Individual Physician Supervision of a Patient in Home, Domiciliary, or Assisted Living Facility

Summary

This procedure involves a physician overseeing the care of a patient who is not physically present with them. It is tailored for patients in their homes, domiciliary settings, or assisted living facilities, requiring complex and multidisciplinary care planning. The physician is responsible for developing and frequently revising the patient's care plan.

Purpose

This procedure addresses the needs of patients who require comprehensive care that involves multiple medical disciplines. The goal is to ensure that the care plan is continuously updated to address the evolving health conditions of the patient, providing high-quality and coordinated care.

Indications

  • Patients with chronic illnesses or multiple medical conditions.
  • Individuals requiring complex and coordinated care plans.
  • Residents in home care, domiciliary, or assisted living facilities.
  • Patients whose medical condition warrants regular monitoring and plan adjustments.

Preparation

  • No specific preparation is required for the patient, as they are not physically present.
  • Relevant medical records, treatment history, and current medications should be available for review.
  • Pre-procedure diagnostic tests or assessments may include recent lab results, imaging studies, or specialist consultations.

Procedure Description

  1. Review of Medical History: The physician reviews the patient's comprehensive medical history, recent tests, and current health status.
  2. Multidisciplinary Input: Input from other healthcare professionals involved in the patient's care (e.g., nurses, social workers, specialists) is gathered.
  3. Care Plan Development: Based on the gathered information, the physician develops or revises the patient's care plan.
  4. Coordination and Communication: The plan is communicated to all relevant parties, including the patient, caregivers, and other healthcare providers.

Duration

The supervision and care plan development process typically takes between 1 to 2 hours. However, it can vary based on the complexity of the patient's condition.

Setting

This procedure is conducted remotely. The physician can perform this from their office, but the patient is in their home, domiciliary, or assisted living facility.

Personnel

  • Primary Physician
  • Multidisciplinary team members (nurses, social workers, specialists)
  • Caregivers

Risks and Complications

  • Risk of miscommunication or delays in implementing the care plan.
  • Potential for incomplete information if all records and inputs are not available.
  • Rarely, the revised care plan might not fully address the patient’s needs, requiring further adjustments.

Benefits

  • Ensures continuous and coordinated care tailored to the patient's current health status.
  • Supports the management of chronic and complex conditions effectively.
  • Reduces the need for frequent hospital or clinic visits.

Recovery

Since the patient is not present, there is no physical recovery phase.
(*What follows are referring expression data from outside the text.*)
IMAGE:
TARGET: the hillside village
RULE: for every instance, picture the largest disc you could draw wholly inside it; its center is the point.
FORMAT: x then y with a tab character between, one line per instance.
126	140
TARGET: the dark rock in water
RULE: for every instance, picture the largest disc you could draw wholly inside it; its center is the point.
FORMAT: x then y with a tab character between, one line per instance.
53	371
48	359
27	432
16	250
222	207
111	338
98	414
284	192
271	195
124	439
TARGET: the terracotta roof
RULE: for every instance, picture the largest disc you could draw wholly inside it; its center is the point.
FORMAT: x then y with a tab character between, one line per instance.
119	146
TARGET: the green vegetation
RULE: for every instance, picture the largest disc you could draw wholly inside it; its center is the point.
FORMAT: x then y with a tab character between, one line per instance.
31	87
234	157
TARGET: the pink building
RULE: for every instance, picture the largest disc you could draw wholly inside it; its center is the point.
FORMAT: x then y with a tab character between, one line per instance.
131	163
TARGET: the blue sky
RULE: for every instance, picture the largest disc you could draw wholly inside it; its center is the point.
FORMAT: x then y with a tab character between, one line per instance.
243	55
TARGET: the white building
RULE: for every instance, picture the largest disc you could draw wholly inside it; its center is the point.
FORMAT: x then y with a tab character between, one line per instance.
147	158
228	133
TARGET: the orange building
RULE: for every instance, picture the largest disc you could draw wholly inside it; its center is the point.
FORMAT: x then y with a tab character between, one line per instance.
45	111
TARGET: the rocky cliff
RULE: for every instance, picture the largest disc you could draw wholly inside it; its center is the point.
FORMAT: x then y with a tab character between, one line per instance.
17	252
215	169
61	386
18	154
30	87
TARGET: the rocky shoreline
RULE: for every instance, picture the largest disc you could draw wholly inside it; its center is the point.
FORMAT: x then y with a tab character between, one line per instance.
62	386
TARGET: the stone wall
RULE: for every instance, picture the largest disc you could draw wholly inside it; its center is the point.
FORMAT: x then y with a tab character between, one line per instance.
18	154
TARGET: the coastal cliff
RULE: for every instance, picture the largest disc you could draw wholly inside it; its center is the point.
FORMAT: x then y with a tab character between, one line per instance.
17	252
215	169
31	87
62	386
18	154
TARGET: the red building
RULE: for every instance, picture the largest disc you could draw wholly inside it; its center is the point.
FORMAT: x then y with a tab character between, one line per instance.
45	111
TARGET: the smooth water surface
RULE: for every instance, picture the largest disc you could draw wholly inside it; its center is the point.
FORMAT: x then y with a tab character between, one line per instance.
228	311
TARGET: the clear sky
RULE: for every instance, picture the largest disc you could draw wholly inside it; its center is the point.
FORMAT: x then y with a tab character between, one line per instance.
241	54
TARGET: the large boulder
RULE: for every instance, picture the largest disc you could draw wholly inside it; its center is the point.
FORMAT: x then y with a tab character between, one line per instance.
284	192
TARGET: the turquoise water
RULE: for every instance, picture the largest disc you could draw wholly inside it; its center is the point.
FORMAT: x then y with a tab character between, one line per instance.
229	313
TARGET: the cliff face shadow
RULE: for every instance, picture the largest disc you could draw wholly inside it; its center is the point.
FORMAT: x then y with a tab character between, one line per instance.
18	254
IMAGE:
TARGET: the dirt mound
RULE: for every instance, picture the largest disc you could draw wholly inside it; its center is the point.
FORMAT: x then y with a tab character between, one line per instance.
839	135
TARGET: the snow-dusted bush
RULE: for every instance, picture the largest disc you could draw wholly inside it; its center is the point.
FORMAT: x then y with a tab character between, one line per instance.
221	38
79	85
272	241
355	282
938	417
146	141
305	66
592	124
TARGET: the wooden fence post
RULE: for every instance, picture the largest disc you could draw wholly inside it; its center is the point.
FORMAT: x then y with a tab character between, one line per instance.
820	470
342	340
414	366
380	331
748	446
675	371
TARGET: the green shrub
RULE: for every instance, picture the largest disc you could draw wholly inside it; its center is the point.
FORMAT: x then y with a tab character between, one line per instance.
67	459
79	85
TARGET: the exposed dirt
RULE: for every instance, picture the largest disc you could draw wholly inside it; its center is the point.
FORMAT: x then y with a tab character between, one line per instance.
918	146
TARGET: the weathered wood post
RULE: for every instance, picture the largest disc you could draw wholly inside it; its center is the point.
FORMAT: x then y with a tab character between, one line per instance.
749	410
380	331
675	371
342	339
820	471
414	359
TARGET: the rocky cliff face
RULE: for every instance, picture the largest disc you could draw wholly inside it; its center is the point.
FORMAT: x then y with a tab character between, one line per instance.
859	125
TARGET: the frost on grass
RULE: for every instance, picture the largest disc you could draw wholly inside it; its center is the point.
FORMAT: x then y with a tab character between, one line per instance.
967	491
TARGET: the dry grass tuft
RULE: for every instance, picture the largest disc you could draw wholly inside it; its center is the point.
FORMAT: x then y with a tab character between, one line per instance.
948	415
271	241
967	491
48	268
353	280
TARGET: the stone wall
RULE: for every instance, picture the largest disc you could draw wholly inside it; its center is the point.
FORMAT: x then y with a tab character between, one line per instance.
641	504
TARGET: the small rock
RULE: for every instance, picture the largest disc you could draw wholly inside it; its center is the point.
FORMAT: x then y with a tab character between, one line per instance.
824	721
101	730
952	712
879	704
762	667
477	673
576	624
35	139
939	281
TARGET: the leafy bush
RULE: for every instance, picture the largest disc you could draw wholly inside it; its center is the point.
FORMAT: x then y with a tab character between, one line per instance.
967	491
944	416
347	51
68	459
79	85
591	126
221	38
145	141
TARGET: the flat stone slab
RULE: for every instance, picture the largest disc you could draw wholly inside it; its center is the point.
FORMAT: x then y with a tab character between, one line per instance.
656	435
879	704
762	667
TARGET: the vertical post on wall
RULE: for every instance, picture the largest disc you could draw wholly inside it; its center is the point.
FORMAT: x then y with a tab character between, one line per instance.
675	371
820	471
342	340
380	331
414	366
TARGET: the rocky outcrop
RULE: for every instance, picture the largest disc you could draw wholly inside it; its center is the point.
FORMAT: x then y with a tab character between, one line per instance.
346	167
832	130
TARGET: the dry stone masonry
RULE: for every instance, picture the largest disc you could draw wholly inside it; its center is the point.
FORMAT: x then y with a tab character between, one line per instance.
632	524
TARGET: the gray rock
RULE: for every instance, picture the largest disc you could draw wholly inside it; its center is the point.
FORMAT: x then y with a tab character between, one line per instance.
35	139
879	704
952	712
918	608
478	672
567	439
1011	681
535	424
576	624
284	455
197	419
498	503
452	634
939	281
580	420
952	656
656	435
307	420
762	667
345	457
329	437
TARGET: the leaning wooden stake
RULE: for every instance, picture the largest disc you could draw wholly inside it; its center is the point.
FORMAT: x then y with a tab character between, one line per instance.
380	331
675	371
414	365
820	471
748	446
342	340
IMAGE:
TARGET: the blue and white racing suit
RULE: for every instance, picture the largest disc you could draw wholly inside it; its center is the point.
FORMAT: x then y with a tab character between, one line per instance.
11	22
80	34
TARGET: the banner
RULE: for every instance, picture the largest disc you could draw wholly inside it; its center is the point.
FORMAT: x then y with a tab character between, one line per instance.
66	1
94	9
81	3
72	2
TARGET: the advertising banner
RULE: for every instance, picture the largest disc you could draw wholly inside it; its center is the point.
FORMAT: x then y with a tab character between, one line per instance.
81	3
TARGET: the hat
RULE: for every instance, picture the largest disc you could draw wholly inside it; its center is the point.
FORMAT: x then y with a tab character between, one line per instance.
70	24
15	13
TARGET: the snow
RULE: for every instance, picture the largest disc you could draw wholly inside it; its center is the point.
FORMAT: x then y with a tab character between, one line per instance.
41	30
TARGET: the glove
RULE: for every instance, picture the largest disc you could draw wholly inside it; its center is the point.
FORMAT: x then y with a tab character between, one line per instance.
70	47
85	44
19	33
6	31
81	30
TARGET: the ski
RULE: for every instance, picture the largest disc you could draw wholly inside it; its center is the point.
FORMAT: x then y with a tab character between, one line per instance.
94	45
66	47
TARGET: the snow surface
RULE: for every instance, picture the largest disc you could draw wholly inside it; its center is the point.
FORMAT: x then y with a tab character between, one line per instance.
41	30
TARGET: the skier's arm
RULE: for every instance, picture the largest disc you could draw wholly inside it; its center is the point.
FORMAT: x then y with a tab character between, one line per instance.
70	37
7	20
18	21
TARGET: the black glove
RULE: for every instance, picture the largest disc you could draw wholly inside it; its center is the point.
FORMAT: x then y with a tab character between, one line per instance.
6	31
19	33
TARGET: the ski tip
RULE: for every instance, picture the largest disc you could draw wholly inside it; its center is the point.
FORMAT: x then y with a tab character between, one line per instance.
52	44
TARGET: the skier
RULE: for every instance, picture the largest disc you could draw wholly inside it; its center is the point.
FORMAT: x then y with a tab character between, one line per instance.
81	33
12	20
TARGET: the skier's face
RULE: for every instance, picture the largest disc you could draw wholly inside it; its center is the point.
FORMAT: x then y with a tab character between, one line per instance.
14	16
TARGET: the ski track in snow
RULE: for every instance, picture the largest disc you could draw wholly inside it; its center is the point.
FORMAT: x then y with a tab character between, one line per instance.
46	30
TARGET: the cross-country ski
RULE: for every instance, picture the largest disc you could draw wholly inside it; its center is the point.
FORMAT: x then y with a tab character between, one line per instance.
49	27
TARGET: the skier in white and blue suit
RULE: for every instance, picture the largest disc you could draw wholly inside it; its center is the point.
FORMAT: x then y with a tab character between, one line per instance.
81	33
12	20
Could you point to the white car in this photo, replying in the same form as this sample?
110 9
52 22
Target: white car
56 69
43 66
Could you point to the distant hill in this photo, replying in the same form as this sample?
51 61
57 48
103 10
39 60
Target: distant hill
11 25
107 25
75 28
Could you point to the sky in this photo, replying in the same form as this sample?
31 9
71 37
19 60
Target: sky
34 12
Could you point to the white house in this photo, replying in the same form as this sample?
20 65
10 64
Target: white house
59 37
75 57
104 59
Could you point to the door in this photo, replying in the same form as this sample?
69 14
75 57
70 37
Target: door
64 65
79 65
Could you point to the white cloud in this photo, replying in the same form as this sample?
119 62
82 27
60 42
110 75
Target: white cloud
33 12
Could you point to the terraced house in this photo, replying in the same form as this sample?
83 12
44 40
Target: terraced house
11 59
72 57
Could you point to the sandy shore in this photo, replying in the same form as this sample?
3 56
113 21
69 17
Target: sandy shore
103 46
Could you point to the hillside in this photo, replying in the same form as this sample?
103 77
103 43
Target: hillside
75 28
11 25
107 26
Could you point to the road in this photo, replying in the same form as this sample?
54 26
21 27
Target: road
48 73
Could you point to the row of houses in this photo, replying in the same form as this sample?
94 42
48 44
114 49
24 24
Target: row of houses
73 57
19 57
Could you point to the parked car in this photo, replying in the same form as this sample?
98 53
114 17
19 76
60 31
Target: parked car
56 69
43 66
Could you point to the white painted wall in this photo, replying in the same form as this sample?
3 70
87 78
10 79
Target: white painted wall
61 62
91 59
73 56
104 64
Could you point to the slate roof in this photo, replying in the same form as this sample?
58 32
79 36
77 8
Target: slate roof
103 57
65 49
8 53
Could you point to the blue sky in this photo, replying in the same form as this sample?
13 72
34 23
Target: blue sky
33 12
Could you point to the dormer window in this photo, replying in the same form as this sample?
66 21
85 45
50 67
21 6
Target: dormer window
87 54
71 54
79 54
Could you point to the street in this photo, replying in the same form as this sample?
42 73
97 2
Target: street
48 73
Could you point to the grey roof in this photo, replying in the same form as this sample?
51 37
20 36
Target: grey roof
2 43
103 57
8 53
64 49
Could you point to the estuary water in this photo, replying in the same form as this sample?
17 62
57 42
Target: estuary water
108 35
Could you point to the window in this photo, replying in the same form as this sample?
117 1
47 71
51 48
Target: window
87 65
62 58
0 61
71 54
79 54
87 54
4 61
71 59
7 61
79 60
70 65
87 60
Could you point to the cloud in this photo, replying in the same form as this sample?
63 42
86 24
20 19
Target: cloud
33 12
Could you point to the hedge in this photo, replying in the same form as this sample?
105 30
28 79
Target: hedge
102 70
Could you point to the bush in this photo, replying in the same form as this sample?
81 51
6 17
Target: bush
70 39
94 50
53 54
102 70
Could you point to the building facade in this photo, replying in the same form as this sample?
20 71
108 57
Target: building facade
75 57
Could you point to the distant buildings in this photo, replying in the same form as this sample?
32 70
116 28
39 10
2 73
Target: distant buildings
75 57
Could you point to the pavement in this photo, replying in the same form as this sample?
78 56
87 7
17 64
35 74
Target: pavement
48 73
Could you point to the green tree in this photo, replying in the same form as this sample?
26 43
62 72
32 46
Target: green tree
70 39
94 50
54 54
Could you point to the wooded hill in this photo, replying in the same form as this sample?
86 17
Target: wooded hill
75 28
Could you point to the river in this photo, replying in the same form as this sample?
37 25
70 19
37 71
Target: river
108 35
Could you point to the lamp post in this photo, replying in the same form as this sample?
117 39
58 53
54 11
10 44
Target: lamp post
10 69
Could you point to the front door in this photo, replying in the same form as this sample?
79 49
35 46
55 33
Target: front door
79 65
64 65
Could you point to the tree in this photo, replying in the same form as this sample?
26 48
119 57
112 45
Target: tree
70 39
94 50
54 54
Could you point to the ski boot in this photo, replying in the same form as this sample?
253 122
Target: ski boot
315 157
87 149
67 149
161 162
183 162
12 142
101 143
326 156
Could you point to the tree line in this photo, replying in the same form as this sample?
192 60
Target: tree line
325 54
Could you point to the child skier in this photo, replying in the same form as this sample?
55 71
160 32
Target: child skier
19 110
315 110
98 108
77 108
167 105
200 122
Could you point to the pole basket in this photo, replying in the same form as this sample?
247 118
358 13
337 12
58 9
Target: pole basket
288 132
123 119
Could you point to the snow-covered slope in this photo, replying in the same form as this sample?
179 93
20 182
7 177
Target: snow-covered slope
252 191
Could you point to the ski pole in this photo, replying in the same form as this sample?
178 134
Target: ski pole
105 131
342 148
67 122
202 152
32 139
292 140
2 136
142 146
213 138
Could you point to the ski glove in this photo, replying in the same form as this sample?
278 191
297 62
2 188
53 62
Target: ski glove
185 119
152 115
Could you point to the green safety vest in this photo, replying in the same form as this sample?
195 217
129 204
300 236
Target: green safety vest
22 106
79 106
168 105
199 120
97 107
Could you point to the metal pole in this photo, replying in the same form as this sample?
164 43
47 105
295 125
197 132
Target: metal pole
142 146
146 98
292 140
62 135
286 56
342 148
Post-procedure instructions involve ensuring all parties understand and implement the revised care plan. Follow-up appointments may be scheduled to review the effectiveness of the plan and make further adjustments.

Alternatives

  • In-person physician consultations, although this may not be as feasible for some patients due to mobility or health issues.
  • Telemedicine consultations can serve as an alternative, providing real-time interaction between the physician and patient.

Patient Experience

The patient may feel comforted knowing that their care plan is regularly reviewed and updated by their physician without needing to leave their home. Communication with caregivers and healthcare providers ensures they feel heard and well-cared for. Pain management and comfort measures depend on the specifics of the care plan implemented.